PAT 1002. A+B for Polynomials (25) c++版

This time, you are supposed to find A+B where A and B are two polynomials.

Input

Each input file contains one test case. Each case occupies 2 lines, and each line contains the information of a polynomial: K N1 aN1 N2 aN2 ... NK aNK, where
K is the number of nonzero terms in the polynomial, Ni and aNi (i=1, 2, ..., K) are the exponents and coefficients, respectively.

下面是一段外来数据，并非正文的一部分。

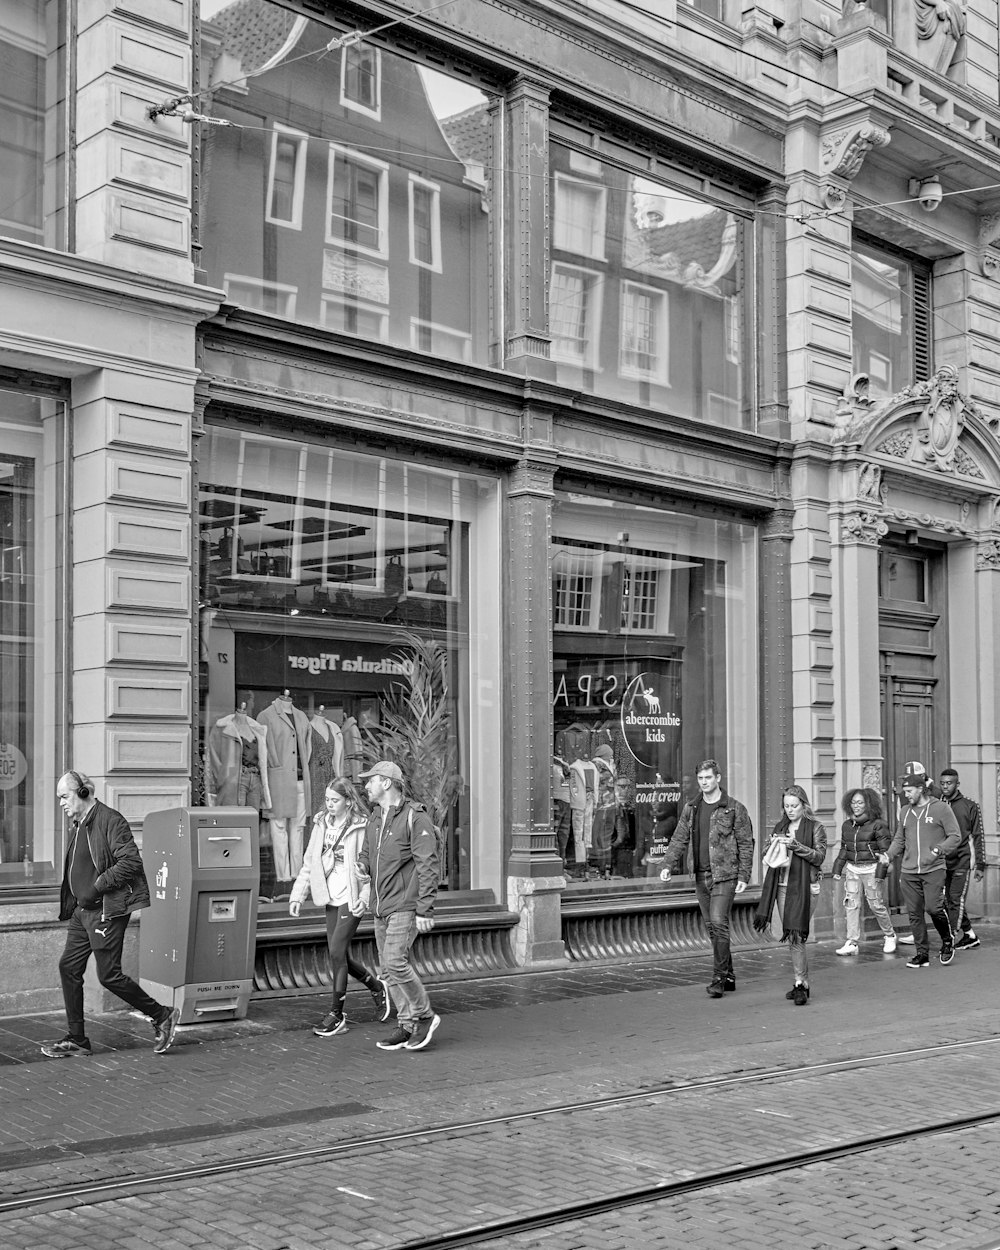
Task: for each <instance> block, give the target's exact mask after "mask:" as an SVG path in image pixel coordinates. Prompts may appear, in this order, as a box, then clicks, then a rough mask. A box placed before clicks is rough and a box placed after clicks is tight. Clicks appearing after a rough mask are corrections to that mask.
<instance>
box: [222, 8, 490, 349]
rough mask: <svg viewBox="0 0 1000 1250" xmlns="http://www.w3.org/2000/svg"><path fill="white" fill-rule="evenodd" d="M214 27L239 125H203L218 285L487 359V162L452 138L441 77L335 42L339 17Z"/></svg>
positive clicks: (290, 311)
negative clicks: (324, 24) (486, 330)
mask: <svg viewBox="0 0 1000 1250" xmlns="http://www.w3.org/2000/svg"><path fill="white" fill-rule="evenodd" d="M204 35H205V37H204V49H205V61H206V74H207V81H209V84H210V86H211V89H212V93H214V103H212V109H214V114H215V116H217V118H220V119H224V120H226V121H230V123H232V124H234V125H232V126H211V128H206V134H205V146H204V158H202V164H204V170H202V197H201V202H202V204H204V205H206V206H207V212H209V214H210V217H209V219H207V220H205V221H204V222H202V232H204V237H205V240H206V246H205V250H204V255H202V264H204V267H205V269H206V271H207V274H209V279H210V281H212V282H214V284H216V285H220V286H225V289H226V291H227V295H229V299H230V300H231V302H234V304H239V305H241V306H244V307H251V309H257V310H260V311H265V312H272V314H276V315H279V316H284V317H287V319H289V320H295V321H304V322H309V324H314V325H321V326H325V327H326V329H330V330H337V331H342V332H346V334H355V335H359V336H361V337H365V339H370V340H376V341H381V342H391V344H394V345H397V346H405V347H414V349H417V350H421V351H430V352H432V354H434V355H436V356H442V357H446V359H452V360H466V361H471V360H482V359H485V344H486V257H487V247H486V225H487V217H486V210H485V197H484V191H485V183H484V168H482V164H481V163H476V161H474V160H467V161H466V160H462V159H461V156H460V155H459V151H457V150H456V148H454V146H452V145H451V144H450V143H449V139H447V136H446V131H445V128H444V126H442V124H441V121H440V120H439V116H437V111H435V105H434V103H432V96H435V94H436V95H437V99H439V101H440V100H441V98H442V96H441V93H442V90H444V91H445V93H446V89H445V88H444V84H442V81H441V83H437V81H436V80H437V79H440V75H435V74H434V73H432V71H427V70H421V69H417V66H416V65H414V64H412V63H411V61H409V60H406V59H404V58H401V56H397V55H395V54H392V53H389V51H382V50H381V49H379V47H375V46H372V45H371V44H365V42H350V41H349V42H347V45H346V46H344V47H340V46H334V47H329V45H330V44H331V40H332V42H334V44H336V42H337V35H336V32H335V31H332V30H331V29H330V27H329V26H324V25H320V24H319V22H314V21H310V20H307V19H305V17H300V16H296V15H294V14H290V12H287V11H286V10H281V9H279V8H276V6H275V5H270V4H266V2H264V0H237V2H236V4H234V5H230V6H229V8H226V9H224V10H222V11H221V12H220V14H219V15H217V16H216V17H215V20H214V21H212V22H211V24H210V25H206V26H205V29H204ZM327 47H329V50H327ZM435 88H436V93H435ZM476 94H477V93H476ZM466 95H467V93H466ZM447 106H449V101H447V100H446V99H445V101H444V104H441V103H439V105H437V109H439V110H440V109H442V108H445V109H446V108H447ZM480 108H481V109H482V110H484V111H485V105H481V106H480ZM460 111H462V113H469V111H471V113H475V111H476V110H475V109H472V110H460Z"/></svg>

It is given that 1 <= K <= 10，0 <= NK < ... < N2 < N1 <=1000.

Output

For each test case you should output the sum of A and B in one line, with the same format as the input. Notice that there must be NO extra space at the end of each line. Please be accurate to 1 decimal place.
Sample Input

2 1 2.4 0 3.2
2 2 1.5 1 0.5

Sample Output

3 2 1.5 1 2.9 0 3.2

题目意思：分两行给出两个多项式，输入的格式为：多项式的项数，指数，系数，指数，系数...求出这两个多项式相加后的项数，指数，系数

思路：用一个数组来存放多项式，数组下标为指数，数组中存放系数，将数组初始化为0，在接收输入时，直接将系数加到对应位置的数上.

注意：	1、输出的格式中，系数取到小数点后一位

2、如果多项数相加后，所有项相加的和都为0，应输出一个0

#include <bits/stdc++.h>
using namespace std;

double temp[1005] = {0};

int main() {
int k;
for (int j = 0; j < 2; j++) {	//循环2次，读取两行的数据
scanf("%d", &k);			//读取该行的项数
for (int i = 0; i < k; i++) {
int num;
double t;
scanf("%d %lf", &num, &t);		//读取每一项的系数和指数
temp[num] += t;				//将指数作为数组的下标，对应的数组中存放系数的和
}
}
int count = 0;
//遍历查找多项式的项数
for (int i = 0; i < 1001; i++)
if (temp[i] != 0) count++;
printf("%d", count);
//按照指数从大到小的顺序输出指数和系数
for (int i = 1000; i >= 0; i--)
if (temp[i] != 0) printf(" %d %.1f", i, temp[i]);
return 0;
}